A dibattimento anche i lecchesi Amigoni, Clementi e Stucchi

Resta a Milano il processo a carico dell’ex direttore generale della sanità della Regione Lombardia Carlo Lucchina, dell’ex assessore regionale Giulio Boscagli, ex sindaco di Lecco, dell’ex capogruppo del Pdl al Pirellone Paolo Valentini e di altre sette persone accusate a vario titolo di turbativa d’asta e corruzione per presunte irregolarità negli appalti per la telemedicina e per servizi assicurativi e di brokeraggio in alcuni ospedali.

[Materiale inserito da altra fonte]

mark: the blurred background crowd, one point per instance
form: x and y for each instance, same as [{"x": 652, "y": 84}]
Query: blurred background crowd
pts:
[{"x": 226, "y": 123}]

A dibattimento ci sono anche il lecchese Maurizio Amigoni , all’epoca dei fatti contestati direttore generale dell’azienda ospedaliera di Desio-Vimercate, la meratese Cristina Clementi, dirigente amministrativo dell’Unità operativa affari generali e legali a Vimercate, e Filippo Maria Stucchi, direttore generale dell’azienda ospedaliera di Mantova.

Il collegio giudicante della decima sezione penale del Tribunale di Milano, infatti, ieri nel tardo pomeriggio ha respinto le eccezioni di incompetenza territoriale sollevate dalle difese, che lo scorso settembre, nel corso della prima udienza del processo dibattimentale, avevano chiesto di trasferire il processo a Monza, Lecco o Mantova, dove sarebbero avvenuti gli illeciti. Eccezioni già respinte nedal giudice dell’udienza preliminare Vincenzo Tutinelli, che aveva rinviato a giudizio gli imputati.